Rückführung: Man hat die in Deutschland gekaufte Ware dabei, wenn man beim deutschen Zoll an der Grenze einen Stempel auf dem Grünen Zettel holt. Nach der Einfuhr in die Schweiz fährt man mit der Ware wieder zurück über die Grenze. Das ist illegal, sofern bei der Rückführung nicht wieder Steuer an den Deutschen Fiskus gezahlt wird.

Keine Ausfuhr: Man übergibt die gekaufte Ware bereits in Deutschland und lässt den Grünen Zettel am Zoll abstempeln. Das Problem: Wer beim Zoll einen Ausfuhrschein für die Mehrwersteuer-Befreiung abgibt, muss auch die Waren mit sich führen. Der Zoll kann nur Stichproben machen.

Identität unklar: Der Käufer erfüllt die Abnehmereigenschaften nicht, ist z. B. nicht Bürger der Schweiz, gibt sich aber als solcher aus oder hat als Bürger der Schweiz seinen ständigen Wohnsitz in der EU. Hierbei ist es für die Zollverwaltung beim Grenzübertritt teilweise schwierig, Passdokumente der Schweiz und anderer Länder zutreffend einzuordnen.

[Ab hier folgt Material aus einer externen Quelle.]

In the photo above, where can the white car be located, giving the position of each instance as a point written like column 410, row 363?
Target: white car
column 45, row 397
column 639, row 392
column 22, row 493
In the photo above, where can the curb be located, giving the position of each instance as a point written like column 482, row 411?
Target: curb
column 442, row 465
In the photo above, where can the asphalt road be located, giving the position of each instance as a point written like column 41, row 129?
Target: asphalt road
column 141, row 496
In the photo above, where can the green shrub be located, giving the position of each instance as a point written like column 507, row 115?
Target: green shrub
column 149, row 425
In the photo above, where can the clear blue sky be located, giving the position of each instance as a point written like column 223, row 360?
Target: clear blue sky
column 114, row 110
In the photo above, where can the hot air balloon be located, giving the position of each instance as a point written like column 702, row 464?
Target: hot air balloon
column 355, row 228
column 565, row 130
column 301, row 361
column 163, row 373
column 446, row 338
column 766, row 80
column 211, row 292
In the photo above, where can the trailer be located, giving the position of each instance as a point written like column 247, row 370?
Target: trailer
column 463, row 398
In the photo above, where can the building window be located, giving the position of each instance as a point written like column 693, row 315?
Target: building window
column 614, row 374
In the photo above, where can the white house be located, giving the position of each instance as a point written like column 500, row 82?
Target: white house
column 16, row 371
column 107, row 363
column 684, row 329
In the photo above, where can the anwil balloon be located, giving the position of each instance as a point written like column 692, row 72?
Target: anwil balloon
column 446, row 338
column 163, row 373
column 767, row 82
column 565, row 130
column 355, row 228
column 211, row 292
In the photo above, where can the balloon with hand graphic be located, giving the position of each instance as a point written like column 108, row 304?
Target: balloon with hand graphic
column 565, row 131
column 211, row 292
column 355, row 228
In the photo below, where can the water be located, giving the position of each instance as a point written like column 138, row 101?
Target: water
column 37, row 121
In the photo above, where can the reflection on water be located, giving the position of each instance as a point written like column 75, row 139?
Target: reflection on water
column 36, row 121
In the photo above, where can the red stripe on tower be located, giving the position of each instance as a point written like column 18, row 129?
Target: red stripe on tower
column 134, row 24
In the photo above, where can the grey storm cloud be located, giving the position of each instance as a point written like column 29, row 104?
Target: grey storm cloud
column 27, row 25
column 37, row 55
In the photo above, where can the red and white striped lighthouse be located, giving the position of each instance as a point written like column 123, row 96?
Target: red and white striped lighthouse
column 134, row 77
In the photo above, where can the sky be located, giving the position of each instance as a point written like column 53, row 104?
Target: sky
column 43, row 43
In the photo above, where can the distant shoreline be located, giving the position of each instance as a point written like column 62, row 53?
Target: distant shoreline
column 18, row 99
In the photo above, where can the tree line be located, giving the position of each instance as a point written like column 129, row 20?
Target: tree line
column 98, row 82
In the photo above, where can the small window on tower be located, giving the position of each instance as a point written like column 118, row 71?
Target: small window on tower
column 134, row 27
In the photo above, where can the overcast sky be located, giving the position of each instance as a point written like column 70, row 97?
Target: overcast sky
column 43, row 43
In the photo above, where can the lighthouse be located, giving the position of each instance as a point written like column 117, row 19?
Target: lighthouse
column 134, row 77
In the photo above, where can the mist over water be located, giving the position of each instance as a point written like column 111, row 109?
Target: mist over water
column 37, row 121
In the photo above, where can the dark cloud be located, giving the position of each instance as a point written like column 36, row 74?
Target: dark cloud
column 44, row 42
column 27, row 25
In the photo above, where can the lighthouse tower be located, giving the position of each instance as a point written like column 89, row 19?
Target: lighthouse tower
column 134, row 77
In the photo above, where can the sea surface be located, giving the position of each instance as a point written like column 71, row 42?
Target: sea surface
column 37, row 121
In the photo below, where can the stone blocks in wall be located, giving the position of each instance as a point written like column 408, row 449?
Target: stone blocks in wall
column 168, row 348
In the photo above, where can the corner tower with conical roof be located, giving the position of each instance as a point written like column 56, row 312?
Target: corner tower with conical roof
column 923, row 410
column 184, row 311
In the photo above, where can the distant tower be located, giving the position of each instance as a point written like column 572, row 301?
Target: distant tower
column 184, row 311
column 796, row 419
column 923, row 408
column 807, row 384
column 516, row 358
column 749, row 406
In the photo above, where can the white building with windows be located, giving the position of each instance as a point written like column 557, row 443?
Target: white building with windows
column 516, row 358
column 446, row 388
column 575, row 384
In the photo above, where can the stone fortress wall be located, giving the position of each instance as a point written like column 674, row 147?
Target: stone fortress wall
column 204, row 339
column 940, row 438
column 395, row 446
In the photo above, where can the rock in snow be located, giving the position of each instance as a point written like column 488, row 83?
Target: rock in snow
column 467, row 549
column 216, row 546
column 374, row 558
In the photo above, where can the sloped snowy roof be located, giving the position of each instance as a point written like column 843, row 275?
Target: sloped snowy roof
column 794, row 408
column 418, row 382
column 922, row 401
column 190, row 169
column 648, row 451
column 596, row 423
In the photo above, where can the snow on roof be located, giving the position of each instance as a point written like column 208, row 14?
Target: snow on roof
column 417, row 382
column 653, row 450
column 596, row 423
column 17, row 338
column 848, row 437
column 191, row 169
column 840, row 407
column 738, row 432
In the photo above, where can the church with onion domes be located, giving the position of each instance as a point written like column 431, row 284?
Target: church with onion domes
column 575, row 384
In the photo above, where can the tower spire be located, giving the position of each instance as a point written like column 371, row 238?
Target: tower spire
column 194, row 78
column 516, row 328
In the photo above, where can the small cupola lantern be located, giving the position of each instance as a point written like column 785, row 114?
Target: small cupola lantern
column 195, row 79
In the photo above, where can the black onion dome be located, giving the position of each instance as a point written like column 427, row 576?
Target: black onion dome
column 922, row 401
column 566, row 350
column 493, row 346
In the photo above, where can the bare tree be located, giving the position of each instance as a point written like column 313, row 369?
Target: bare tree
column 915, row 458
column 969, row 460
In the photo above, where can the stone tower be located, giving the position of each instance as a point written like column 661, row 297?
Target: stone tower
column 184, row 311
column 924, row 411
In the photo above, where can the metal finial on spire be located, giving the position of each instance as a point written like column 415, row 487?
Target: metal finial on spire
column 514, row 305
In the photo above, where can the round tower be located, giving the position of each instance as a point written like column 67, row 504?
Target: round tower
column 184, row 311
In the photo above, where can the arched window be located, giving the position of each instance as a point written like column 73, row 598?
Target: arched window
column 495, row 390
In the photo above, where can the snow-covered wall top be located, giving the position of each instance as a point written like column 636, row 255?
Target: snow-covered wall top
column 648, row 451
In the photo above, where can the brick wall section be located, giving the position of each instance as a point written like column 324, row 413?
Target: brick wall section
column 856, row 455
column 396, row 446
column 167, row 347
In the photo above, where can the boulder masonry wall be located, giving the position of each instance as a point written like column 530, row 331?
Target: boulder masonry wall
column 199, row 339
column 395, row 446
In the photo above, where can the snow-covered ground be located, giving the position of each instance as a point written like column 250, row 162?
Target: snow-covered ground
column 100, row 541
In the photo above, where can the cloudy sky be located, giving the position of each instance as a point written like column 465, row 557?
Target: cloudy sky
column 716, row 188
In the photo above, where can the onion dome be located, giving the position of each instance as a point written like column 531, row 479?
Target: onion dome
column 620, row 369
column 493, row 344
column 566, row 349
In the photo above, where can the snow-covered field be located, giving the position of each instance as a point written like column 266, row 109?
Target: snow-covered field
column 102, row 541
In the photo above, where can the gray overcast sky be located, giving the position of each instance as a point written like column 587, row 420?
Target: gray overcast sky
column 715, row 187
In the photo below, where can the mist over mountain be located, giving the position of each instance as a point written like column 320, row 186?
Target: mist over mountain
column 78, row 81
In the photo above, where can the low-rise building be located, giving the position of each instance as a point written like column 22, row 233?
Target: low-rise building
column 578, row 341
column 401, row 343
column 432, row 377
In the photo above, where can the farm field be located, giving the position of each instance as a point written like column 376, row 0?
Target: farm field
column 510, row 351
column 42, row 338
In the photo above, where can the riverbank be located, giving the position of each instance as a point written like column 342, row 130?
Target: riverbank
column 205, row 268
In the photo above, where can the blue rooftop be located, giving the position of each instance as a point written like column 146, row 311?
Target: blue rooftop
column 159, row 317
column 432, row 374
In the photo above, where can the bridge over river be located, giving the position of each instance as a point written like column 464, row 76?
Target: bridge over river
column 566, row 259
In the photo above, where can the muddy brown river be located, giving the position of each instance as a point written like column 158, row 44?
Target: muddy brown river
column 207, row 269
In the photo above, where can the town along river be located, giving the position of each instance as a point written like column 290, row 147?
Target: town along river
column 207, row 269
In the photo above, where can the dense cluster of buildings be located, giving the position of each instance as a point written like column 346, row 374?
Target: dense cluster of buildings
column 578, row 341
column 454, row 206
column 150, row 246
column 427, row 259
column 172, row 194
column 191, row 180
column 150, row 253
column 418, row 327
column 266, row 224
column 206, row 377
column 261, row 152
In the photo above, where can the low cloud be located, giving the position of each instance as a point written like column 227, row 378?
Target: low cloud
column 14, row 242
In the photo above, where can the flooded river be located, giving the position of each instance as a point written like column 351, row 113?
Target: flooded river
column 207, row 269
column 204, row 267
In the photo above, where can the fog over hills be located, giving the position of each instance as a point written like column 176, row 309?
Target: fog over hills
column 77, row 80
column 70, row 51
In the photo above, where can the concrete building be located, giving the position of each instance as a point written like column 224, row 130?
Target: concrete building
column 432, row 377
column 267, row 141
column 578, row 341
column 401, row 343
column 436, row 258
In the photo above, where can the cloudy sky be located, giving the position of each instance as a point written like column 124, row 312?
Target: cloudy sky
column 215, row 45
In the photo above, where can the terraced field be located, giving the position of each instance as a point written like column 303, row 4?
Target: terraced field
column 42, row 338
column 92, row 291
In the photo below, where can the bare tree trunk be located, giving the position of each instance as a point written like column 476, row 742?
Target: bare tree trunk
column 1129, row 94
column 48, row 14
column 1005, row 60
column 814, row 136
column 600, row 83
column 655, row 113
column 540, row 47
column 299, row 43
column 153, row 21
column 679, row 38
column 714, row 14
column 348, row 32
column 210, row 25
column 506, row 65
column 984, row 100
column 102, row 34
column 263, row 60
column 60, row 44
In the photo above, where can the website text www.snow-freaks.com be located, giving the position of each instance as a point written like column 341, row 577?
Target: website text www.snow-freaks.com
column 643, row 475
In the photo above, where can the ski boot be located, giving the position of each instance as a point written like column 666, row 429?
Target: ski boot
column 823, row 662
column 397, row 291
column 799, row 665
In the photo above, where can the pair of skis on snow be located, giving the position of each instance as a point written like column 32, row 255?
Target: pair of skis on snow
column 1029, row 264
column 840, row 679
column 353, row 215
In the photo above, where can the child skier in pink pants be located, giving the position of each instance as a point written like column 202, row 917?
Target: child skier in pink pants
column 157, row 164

Sammeln: In der Schweiz wohnende Personen sammeln im Ladengeschäft liegengelassene Kassenbons anderer (deutscher) Kunden aus Einkaufswagen ein und lassen diese von der Zollverwaltung in Stoßzeiten abstempeln. Ein Risiko, dabei entdeckt zu werden, besteht dabei faktisch nicht, denn Kontrollen sind angesichts der 11,23 Millionen Grünen Zettel im Bezirk Singen 2016 eher selten.